Lawyers succeeded in the past by being good lawyers — good technicians. Today, being a good lawyer isn’t enough. Lawyers must also become good marketers. Marketing — or “practice development” — requires you to shift your orientation from the internal perspective of the firm to the external perspective of the client. Whether you are a sole practitioner, an associate in a small firm, or even a partner in a large firm, success will depend on your ability to make rain — to attract and maintain profitable clients.

Of course, good marketing must be coupled with ethical lawyering. Be sure that your efforst comply with the Mass. Rules of Professional Conduct, particularly Rules 7.1 through 7.5.

The traditional way many lawyers are comfortable marketing services — through word-of-mouth referrals — is still the best way to gain new clients. Clients referred to your practice tend to be more loyal and less expensive than those who come from any other source. Referrals, which are built on trust, rapport and competence, result in clients who have already decided they want to work with you when they walk through your door. To attract more profitable clients, we recommend the following three steps:

1. Identify the characteristics of a profitable client,

2. Determine who influences this type of client and

3. Market yourself to these influencers.

 

Who are my profitable clients?

To discover characteristics of your client base, review your files for the last year and look at the types of clients for each practice area. Then identify who your best, or “A,” clients are. Almost without exception your “A” clients generate 80 percent of your revenues and only take up 20 to 40 percent of your time. They pay their bills on time, cooperate with you and send referrals. Study the demographics of these individuals and target their peers as primary clients.

 

Who influences these “A” clients?

Let’s say you are an estate planning attorney, your typical “A” clients may be high net worth individuals. Who do these individuals listen to? Research shows these individuals confide in and trust their financial advisors — CPAs, stockbrokers and financial planners. These are the people who are in a position to send you business.

 

How do I start marketing myself to these influencers?

Now that you know who influences the decisions of your “A” clients, take steps to network with these individuals. Begin by making two lists. On the first, write down all of your referral sources — everyone who has sent you at least one matter in the past two years. These are the people with whom you currently have rapport. On the second list, write down the categories of people who influence your best clients. These are the people you want to meet.

While you are busy cultivating the first list of people, ask for introductions to the second group. You may be surprised by how willing your current referral sources are to help you network with people they know.
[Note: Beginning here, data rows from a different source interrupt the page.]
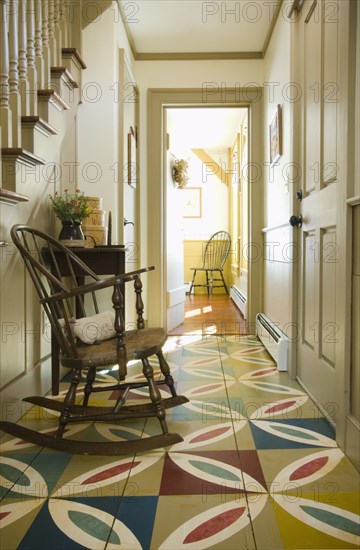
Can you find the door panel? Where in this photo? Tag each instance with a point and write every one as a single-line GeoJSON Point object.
{"type": "Point", "coordinates": [318, 285]}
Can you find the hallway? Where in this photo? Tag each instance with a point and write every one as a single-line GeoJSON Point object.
{"type": "Point", "coordinates": [258, 469]}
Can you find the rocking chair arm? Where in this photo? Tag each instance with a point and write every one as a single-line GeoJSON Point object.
{"type": "Point", "coordinates": [97, 285]}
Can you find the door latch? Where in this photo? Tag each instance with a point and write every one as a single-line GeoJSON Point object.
{"type": "Point", "coordinates": [296, 221]}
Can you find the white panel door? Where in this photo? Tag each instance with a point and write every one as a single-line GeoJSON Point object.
{"type": "Point", "coordinates": [318, 329]}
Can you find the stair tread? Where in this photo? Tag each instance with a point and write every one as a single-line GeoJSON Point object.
{"type": "Point", "coordinates": [67, 52]}
{"type": "Point", "coordinates": [52, 94]}
{"type": "Point", "coordinates": [18, 153]}
{"type": "Point", "coordinates": [36, 120]}
{"type": "Point", "coordinates": [63, 72]}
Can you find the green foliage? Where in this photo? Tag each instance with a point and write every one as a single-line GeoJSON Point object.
{"type": "Point", "coordinates": [72, 207]}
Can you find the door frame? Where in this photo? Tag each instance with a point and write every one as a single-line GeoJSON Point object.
{"type": "Point", "coordinates": [158, 100]}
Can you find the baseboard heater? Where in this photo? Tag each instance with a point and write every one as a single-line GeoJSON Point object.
{"type": "Point", "coordinates": [275, 341]}
{"type": "Point", "coordinates": [239, 299]}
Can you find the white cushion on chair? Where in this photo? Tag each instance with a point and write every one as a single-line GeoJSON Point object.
{"type": "Point", "coordinates": [95, 328]}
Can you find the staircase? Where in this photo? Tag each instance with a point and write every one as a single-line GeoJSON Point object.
{"type": "Point", "coordinates": [40, 83]}
{"type": "Point", "coordinates": [40, 92]}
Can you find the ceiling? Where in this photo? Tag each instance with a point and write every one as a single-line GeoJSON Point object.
{"type": "Point", "coordinates": [198, 29]}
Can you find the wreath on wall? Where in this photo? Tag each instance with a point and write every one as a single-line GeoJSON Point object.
{"type": "Point", "coordinates": [180, 174]}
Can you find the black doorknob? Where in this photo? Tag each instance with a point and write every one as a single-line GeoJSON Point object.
{"type": "Point", "coordinates": [296, 221]}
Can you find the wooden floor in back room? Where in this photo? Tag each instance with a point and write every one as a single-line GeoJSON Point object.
{"type": "Point", "coordinates": [215, 314]}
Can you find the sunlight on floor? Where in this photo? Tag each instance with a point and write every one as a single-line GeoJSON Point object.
{"type": "Point", "coordinates": [198, 311]}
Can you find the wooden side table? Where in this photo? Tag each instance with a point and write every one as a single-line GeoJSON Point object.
{"type": "Point", "coordinates": [103, 260]}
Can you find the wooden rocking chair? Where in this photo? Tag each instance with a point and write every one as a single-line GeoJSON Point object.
{"type": "Point", "coordinates": [82, 351]}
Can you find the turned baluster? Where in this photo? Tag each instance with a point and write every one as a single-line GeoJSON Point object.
{"type": "Point", "coordinates": [22, 60]}
{"type": "Point", "coordinates": [45, 42]}
{"type": "Point", "coordinates": [32, 76]}
{"type": "Point", "coordinates": [59, 29]}
{"type": "Point", "coordinates": [51, 27]}
{"type": "Point", "coordinates": [67, 19]}
{"type": "Point", "coordinates": [39, 60]}
{"type": "Point", "coordinates": [6, 129]}
{"type": "Point", "coordinates": [15, 100]}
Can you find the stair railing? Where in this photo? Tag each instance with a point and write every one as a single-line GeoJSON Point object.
{"type": "Point", "coordinates": [32, 35]}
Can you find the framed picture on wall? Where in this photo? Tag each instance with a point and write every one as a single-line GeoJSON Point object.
{"type": "Point", "coordinates": [192, 202]}
{"type": "Point", "coordinates": [275, 136]}
{"type": "Point", "coordinates": [132, 168]}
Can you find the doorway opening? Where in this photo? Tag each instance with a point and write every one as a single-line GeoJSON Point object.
{"type": "Point", "coordinates": [212, 142]}
{"type": "Point", "coordinates": [160, 248]}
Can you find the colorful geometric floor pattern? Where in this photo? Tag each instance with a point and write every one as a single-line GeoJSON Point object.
{"type": "Point", "coordinates": [258, 468]}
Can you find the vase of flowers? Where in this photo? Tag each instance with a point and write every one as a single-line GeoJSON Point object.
{"type": "Point", "coordinates": [180, 175]}
{"type": "Point", "coordinates": [71, 209]}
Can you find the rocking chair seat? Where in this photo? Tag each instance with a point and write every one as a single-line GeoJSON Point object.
{"type": "Point", "coordinates": [139, 344]}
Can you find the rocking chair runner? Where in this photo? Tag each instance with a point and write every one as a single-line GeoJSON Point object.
{"type": "Point", "coordinates": [58, 300]}
{"type": "Point", "coordinates": [215, 254]}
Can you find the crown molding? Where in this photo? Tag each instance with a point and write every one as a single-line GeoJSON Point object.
{"type": "Point", "coordinates": [198, 56]}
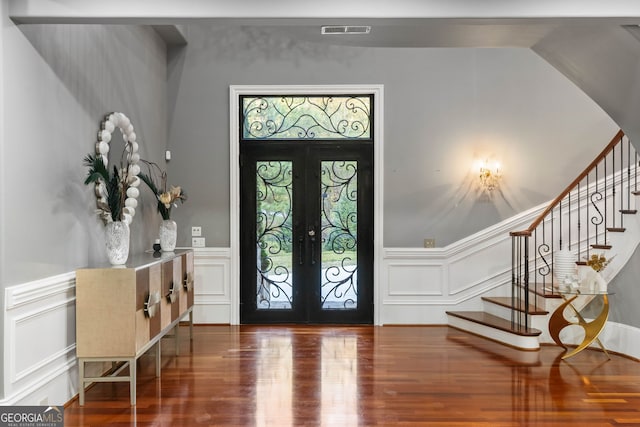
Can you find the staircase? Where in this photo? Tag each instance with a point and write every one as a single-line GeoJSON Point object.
{"type": "Point", "coordinates": [588, 218]}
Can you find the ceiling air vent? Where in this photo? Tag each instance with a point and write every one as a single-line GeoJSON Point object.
{"type": "Point", "coordinates": [346, 29]}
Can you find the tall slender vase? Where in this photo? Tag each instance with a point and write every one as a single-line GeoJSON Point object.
{"type": "Point", "coordinates": [168, 235]}
{"type": "Point", "coordinates": [564, 266]}
{"type": "Point", "coordinates": [117, 242]}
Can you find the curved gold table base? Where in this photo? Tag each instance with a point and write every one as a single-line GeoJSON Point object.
{"type": "Point", "coordinates": [592, 329]}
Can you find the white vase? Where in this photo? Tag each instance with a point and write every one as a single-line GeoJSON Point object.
{"type": "Point", "coordinates": [117, 242]}
{"type": "Point", "coordinates": [168, 235]}
{"type": "Point", "coordinates": [564, 265]}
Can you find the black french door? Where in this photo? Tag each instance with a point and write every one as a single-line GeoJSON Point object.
{"type": "Point", "coordinates": [306, 232]}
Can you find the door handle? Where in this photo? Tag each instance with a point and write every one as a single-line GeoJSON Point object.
{"type": "Point", "coordinates": [312, 239]}
{"type": "Point", "coordinates": [301, 250]}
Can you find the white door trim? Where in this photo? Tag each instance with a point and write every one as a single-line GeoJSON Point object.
{"type": "Point", "coordinates": [234, 172]}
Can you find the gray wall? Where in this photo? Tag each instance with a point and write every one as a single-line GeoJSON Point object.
{"type": "Point", "coordinates": [59, 82]}
{"type": "Point", "coordinates": [444, 109]}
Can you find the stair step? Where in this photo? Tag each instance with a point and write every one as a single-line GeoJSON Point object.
{"type": "Point", "coordinates": [507, 301]}
{"type": "Point", "coordinates": [508, 354]}
{"type": "Point", "coordinates": [616, 229]}
{"type": "Point", "coordinates": [544, 290]}
{"type": "Point", "coordinates": [496, 322]}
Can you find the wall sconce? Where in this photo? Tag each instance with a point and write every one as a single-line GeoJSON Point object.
{"type": "Point", "coordinates": [490, 176]}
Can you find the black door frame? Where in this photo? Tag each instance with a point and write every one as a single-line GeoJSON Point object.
{"type": "Point", "coordinates": [307, 155]}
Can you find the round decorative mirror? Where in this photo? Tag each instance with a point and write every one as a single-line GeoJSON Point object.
{"type": "Point", "coordinates": [116, 191]}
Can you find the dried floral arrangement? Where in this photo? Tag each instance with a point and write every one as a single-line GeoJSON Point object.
{"type": "Point", "coordinates": [156, 180]}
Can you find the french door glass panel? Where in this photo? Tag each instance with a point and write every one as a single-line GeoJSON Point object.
{"type": "Point", "coordinates": [274, 258]}
{"type": "Point", "coordinates": [339, 222]}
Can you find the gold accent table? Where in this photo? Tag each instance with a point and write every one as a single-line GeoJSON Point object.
{"type": "Point", "coordinates": [592, 329]}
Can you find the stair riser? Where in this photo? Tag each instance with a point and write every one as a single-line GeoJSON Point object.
{"type": "Point", "coordinates": [500, 311]}
{"type": "Point", "coordinates": [517, 341]}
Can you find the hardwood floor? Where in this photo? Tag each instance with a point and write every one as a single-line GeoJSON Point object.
{"type": "Point", "coordinates": [364, 375]}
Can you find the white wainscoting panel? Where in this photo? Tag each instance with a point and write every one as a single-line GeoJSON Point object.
{"type": "Point", "coordinates": [212, 302]}
{"type": "Point", "coordinates": [415, 279]}
{"type": "Point", "coordinates": [39, 342]}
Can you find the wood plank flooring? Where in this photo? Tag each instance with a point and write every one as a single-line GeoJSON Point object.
{"type": "Point", "coordinates": [365, 376]}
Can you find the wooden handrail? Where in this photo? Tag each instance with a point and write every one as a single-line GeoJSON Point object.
{"type": "Point", "coordinates": [571, 186]}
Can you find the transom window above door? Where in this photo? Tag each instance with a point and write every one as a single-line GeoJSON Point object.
{"type": "Point", "coordinates": [306, 118]}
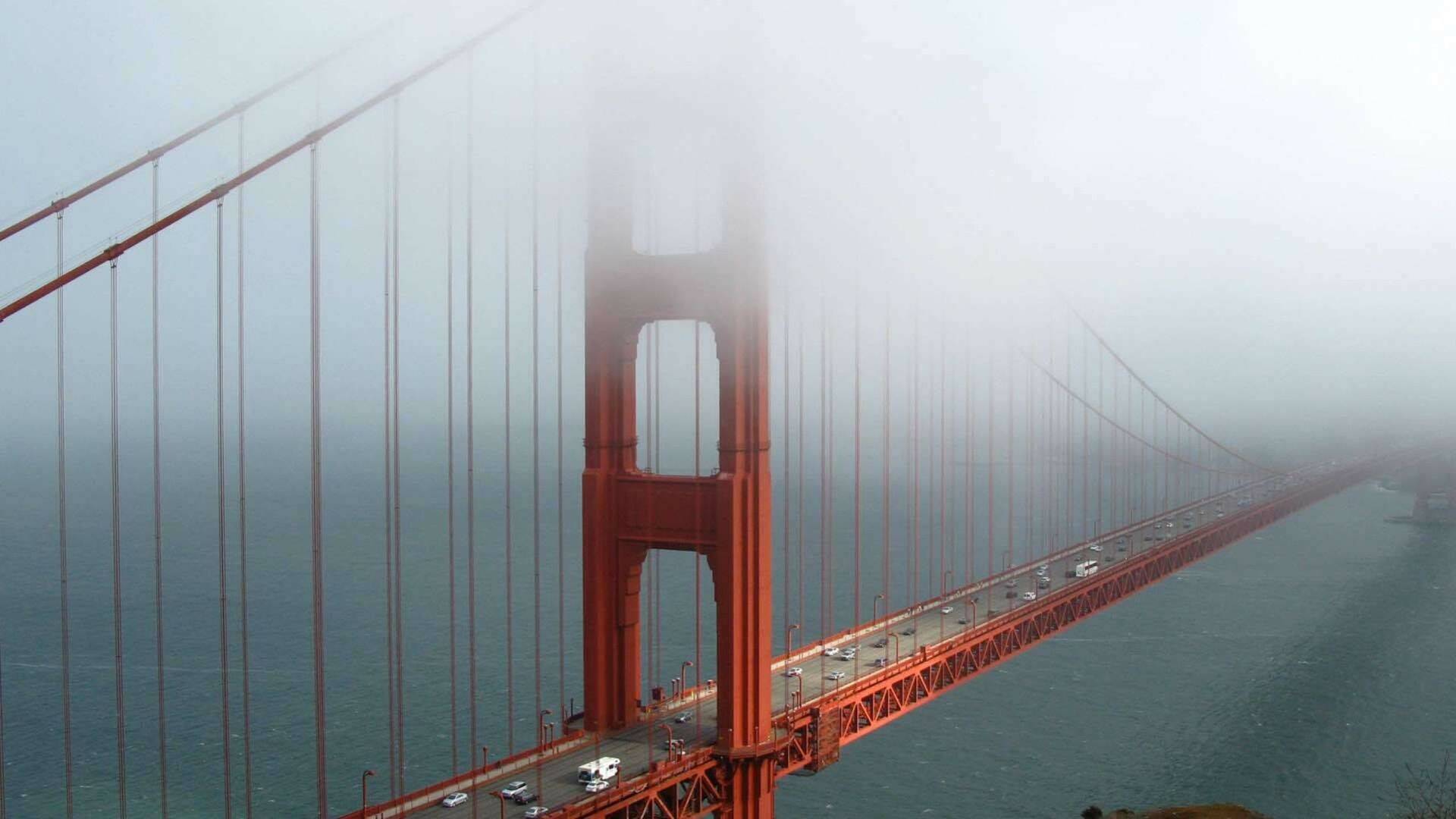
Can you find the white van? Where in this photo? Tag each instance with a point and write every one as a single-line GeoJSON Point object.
{"type": "Point", "coordinates": [603, 768]}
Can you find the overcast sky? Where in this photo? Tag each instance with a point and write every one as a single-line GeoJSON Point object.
{"type": "Point", "coordinates": [1251, 200]}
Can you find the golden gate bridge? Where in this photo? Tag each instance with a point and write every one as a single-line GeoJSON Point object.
{"type": "Point", "coordinates": [967, 487]}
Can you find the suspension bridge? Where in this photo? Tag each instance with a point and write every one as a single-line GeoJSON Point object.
{"type": "Point", "coordinates": [875, 487]}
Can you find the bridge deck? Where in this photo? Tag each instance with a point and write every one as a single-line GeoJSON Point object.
{"type": "Point", "coordinates": [993, 599]}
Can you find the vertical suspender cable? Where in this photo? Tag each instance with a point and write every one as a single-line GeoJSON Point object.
{"type": "Point", "coordinates": [788, 569]}
{"type": "Point", "coordinates": [469, 398]}
{"type": "Point", "coordinates": [943, 447]}
{"type": "Point", "coordinates": [60, 497]}
{"type": "Point", "coordinates": [536, 417]}
{"type": "Point", "coordinates": [915, 461]}
{"type": "Point", "coordinates": [115, 564]}
{"type": "Point", "coordinates": [506, 400]}
{"type": "Point", "coordinates": [698, 471]}
{"type": "Point", "coordinates": [400, 567]}
{"type": "Point", "coordinates": [657, 468]}
{"type": "Point", "coordinates": [884, 469]}
{"type": "Point", "coordinates": [561, 500]}
{"type": "Point", "coordinates": [698, 512]}
{"type": "Point", "coordinates": [389, 512]}
{"type": "Point", "coordinates": [1069, 435]}
{"type": "Point", "coordinates": [858, 611]}
{"type": "Point", "coordinates": [316, 452]}
{"type": "Point", "coordinates": [1049, 460]}
{"type": "Point", "coordinates": [156, 496]}
{"type": "Point", "coordinates": [990, 464]}
{"type": "Point", "coordinates": [221, 539]}
{"type": "Point", "coordinates": [1011, 463]}
{"type": "Point", "coordinates": [970, 463]}
{"type": "Point", "coordinates": [1085, 407]}
{"type": "Point", "coordinates": [824, 468]}
{"type": "Point", "coordinates": [1031, 466]}
{"type": "Point", "coordinates": [450, 557]}
{"type": "Point", "coordinates": [800, 458]}
{"type": "Point", "coordinates": [242, 506]}
{"type": "Point", "coordinates": [1101, 436]}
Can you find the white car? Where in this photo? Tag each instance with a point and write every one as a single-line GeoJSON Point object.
{"type": "Point", "coordinates": [510, 790]}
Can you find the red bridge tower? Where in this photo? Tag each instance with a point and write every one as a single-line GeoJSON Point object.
{"type": "Point", "coordinates": [628, 512]}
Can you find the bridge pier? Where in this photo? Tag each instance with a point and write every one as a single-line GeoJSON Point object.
{"type": "Point", "coordinates": [726, 516]}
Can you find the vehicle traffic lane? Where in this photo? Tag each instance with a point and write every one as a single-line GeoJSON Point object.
{"type": "Point", "coordinates": [989, 601]}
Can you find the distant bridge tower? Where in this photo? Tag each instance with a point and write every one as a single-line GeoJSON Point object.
{"type": "Point", "coordinates": [625, 510]}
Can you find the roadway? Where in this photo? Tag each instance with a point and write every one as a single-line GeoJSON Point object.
{"type": "Point", "coordinates": [928, 624]}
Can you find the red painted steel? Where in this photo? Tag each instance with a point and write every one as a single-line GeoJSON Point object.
{"type": "Point", "coordinates": [628, 512]}
{"type": "Point", "coordinates": [156, 226]}
{"type": "Point", "coordinates": [810, 738]}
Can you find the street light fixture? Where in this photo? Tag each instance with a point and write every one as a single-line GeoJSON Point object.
{"type": "Point", "coordinates": [364, 789]}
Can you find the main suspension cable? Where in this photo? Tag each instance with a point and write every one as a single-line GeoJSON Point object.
{"type": "Point", "coordinates": [221, 539]}
{"type": "Point", "coordinates": [156, 497]}
{"type": "Point", "coordinates": [115, 564]}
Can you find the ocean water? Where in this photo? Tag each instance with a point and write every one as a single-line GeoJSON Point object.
{"type": "Point", "coordinates": [1296, 672]}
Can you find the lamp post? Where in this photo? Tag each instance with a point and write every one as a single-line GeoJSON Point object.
{"type": "Point", "coordinates": [364, 789]}
{"type": "Point", "coordinates": [788, 653]}
{"type": "Point", "coordinates": [682, 670]}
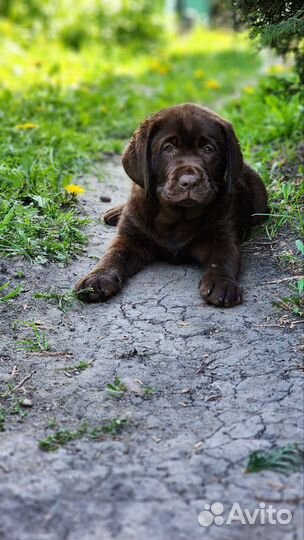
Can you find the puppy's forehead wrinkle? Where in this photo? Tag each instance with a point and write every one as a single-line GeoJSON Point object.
{"type": "Point", "coordinates": [187, 130]}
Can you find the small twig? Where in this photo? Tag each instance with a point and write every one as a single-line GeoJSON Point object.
{"type": "Point", "coordinates": [14, 371]}
{"type": "Point", "coordinates": [293, 323]}
{"type": "Point", "coordinates": [291, 278]}
{"type": "Point", "coordinates": [268, 326]}
{"type": "Point", "coordinates": [50, 353]}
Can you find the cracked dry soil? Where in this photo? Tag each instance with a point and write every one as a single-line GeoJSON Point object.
{"type": "Point", "coordinates": [226, 383]}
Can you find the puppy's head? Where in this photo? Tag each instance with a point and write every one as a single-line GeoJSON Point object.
{"type": "Point", "coordinates": [185, 156]}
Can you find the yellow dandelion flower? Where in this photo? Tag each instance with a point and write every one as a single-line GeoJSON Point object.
{"type": "Point", "coordinates": [160, 67]}
{"type": "Point", "coordinates": [74, 189]}
{"type": "Point", "coordinates": [199, 74]}
{"type": "Point", "coordinates": [163, 70]}
{"type": "Point", "coordinates": [276, 69]}
{"type": "Point", "coordinates": [27, 125]}
{"type": "Point", "coordinates": [212, 84]}
{"type": "Point", "coordinates": [248, 90]}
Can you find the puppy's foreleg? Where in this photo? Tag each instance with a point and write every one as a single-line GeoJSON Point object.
{"type": "Point", "coordinates": [219, 285]}
{"type": "Point", "coordinates": [124, 258]}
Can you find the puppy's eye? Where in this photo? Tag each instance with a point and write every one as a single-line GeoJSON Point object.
{"type": "Point", "coordinates": [208, 149]}
{"type": "Point", "coordinates": [168, 147]}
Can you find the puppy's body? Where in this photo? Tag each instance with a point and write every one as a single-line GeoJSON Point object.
{"type": "Point", "coordinates": [193, 198]}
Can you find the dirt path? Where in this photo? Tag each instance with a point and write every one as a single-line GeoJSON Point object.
{"type": "Point", "coordinates": [226, 383]}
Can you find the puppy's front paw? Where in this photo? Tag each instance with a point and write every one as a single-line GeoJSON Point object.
{"type": "Point", "coordinates": [220, 291]}
{"type": "Point", "coordinates": [98, 286]}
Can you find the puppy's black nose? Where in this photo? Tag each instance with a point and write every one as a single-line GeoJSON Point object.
{"type": "Point", "coordinates": [188, 181]}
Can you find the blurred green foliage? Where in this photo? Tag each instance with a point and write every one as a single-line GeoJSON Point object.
{"type": "Point", "coordinates": [126, 22]}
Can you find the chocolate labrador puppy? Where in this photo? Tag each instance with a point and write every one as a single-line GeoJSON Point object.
{"type": "Point", "coordinates": [193, 198]}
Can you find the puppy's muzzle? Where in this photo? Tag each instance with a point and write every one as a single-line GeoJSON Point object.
{"type": "Point", "coordinates": [189, 181]}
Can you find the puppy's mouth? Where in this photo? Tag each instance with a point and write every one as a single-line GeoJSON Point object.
{"type": "Point", "coordinates": [187, 199]}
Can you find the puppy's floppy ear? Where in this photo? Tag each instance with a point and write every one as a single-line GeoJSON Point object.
{"type": "Point", "coordinates": [234, 158]}
{"type": "Point", "coordinates": [136, 159]}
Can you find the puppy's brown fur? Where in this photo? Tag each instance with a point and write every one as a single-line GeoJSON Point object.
{"type": "Point", "coordinates": [193, 198]}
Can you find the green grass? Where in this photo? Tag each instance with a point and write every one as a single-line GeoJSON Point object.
{"type": "Point", "coordinates": [63, 436]}
{"type": "Point", "coordinates": [36, 341]}
{"type": "Point", "coordinates": [6, 296]}
{"type": "Point", "coordinates": [286, 460]}
{"type": "Point", "coordinates": [62, 109]}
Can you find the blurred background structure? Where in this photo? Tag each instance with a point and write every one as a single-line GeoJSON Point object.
{"type": "Point", "coordinates": [77, 77]}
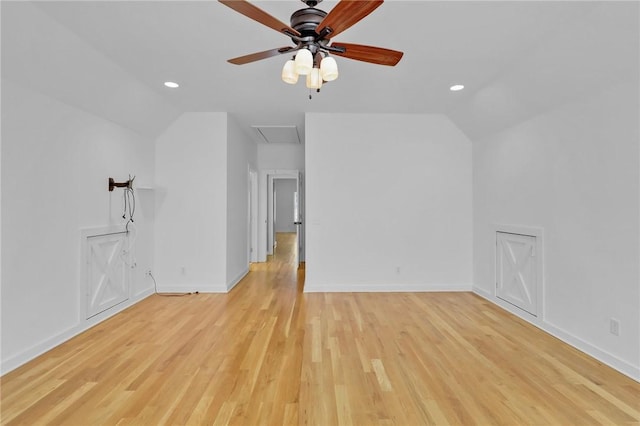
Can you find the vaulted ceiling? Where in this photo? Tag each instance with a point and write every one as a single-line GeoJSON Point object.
{"type": "Point", "coordinates": [516, 59]}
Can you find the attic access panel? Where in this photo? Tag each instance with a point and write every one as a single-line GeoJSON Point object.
{"type": "Point", "coordinates": [279, 134]}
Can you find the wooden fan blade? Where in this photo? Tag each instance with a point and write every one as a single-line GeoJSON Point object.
{"type": "Point", "coordinates": [241, 60]}
{"type": "Point", "coordinates": [259, 15]}
{"type": "Point", "coordinates": [347, 13]}
{"type": "Point", "coordinates": [374, 55]}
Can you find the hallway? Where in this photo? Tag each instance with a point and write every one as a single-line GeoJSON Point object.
{"type": "Point", "coordinates": [266, 353]}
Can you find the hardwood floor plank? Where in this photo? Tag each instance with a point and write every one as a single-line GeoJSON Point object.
{"type": "Point", "coordinates": [266, 353]}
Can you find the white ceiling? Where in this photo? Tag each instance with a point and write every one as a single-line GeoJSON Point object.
{"type": "Point", "coordinates": [515, 58]}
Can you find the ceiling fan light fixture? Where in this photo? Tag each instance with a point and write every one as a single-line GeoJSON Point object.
{"type": "Point", "coordinates": [329, 69]}
{"type": "Point", "coordinates": [289, 74]}
{"type": "Point", "coordinates": [303, 62]}
{"type": "Point", "coordinates": [314, 79]}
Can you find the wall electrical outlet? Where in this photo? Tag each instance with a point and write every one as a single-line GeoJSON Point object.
{"type": "Point", "coordinates": [614, 326]}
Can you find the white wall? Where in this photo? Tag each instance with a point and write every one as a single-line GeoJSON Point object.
{"type": "Point", "coordinates": [191, 200]}
{"type": "Point", "coordinates": [385, 192]}
{"type": "Point", "coordinates": [285, 189]}
{"type": "Point", "coordinates": [572, 171]}
{"type": "Point", "coordinates": [56, 160]}
{"type": "Point", "coordinates": [241, 155]}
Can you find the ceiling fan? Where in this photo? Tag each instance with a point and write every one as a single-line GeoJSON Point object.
{"type": "Point", "coordinates": [311, 31]}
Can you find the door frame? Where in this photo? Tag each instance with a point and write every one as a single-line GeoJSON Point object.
{"type": "Point", "coordinates": [265, 202]}
{"type": "Point", "coordinates": [252, 219]}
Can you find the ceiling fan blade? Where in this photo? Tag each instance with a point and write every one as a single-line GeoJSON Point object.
{"type": "Point", "coordinates": [241, 60]}
{"type": "Point", "coordinates": [374, 55]}
{"type": "Point", "coordinates": [259, 15]}
{"type": "Point", "coordinates": [347, 13]}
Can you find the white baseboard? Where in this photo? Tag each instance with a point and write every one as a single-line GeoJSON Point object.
{"type": "Point", "coordinates": [601, 355]}
{"type": "Point", "coordinates": [46, 345]}
{"type": "Point", "coordinates": [237, 279]}
{"type": "Point", "coordinates": [384, 288]}
{"type": "Point", "coordinates": [192, 288]}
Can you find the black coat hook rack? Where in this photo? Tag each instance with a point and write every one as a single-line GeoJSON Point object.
{"type": "Point", "coordinates": [125, 184]}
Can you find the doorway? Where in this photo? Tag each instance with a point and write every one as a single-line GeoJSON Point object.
{"type": "Point", "coordinates": [266, 222]}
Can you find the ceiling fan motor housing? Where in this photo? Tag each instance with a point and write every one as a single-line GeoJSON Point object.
{"type": "Point", "coordinates": [305, 21]}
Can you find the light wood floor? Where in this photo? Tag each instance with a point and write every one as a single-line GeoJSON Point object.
{"type": "Point", "coordinates": [268, 354]}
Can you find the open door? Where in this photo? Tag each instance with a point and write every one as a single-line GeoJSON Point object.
{"type": "Point", "coordinates": [299, 218]}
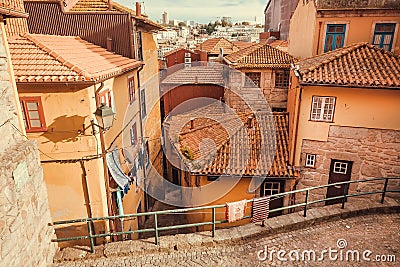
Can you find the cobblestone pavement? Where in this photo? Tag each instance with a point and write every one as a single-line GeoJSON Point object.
{"type": "Point", "coordinates": [377, 233]}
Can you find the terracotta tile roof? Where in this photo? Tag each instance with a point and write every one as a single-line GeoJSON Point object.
{"type": "Point", "coordinates": [99, 5]}
{"type": "Point", "coordinates": [102, 5]}
{"type": "Point", "coordinates": [241, 45]}
{"type": "Point", "coordinates": [13, 8]}
{"type": "Point", "coordinates": [178, 49]}
{"type": "Point", "coordinates": [260, 56]}
{"type": "Point", "coordinates": [212, 46]}
{"type": "Point", "coordinates": [281, 45]}
{"type": "Point", "coordinates": [358, 65]}
{"type": "Point", "coordinates": [16, 26]}
{"type": "Point", "coordinates": [50, 58]}
{"type": "Point", "coordinates": [224, 155]}
{"type": "Point", "coordinates": [356, 4]}
{"type": "Point", "coordinates": [196, 75]}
If no introductions are possible, join organizations that are likely to be made up of your targeted referral sources. Write articles for their trade journals. Attend their conferences and speak at their meetings. By making your expertise known among your target influencers, you will start receiving more of the referrals you seek.

In all situations, build trust and rapport through conversational strategies:

• Ask questions which show an interest in the client’s or influencer’s life;

• Solicit feedback through interviews about the client’s or influencer’s experiences with your firm and other legal practitioners;

• Tell stories that illustrate how you work and how you’ve helped clients in the past; and

• Be straightforward about what you do and the benefits of working with you.

A good rule of thumb is that you will need to maintain a minimum of three purposeful marketing contacts per week and a network of approximately 40 referral sources to keep your practice healthy.

 

Summary

Growing a practice requires that lawyers market themselves, and that makes most lawyers uneasy. However, our willingness to grow as professionals — to learn how to market ourselves and our services — is intimately entwined with the growth of our practice and our profession. Growth means survival.

Rainmaking is one of those activities you learn by doing. All it takes is a willingness to see your practice as a client-centered, service-driven business. Once you jump in, you will acquire the habits, skills and discipline necessary to market your practice.

Change is not such a bad thing when it results in an improvement, particularly an improvement in the success of your practice. Rainmaking can create a torrent of new business. Because when it rains, it pours.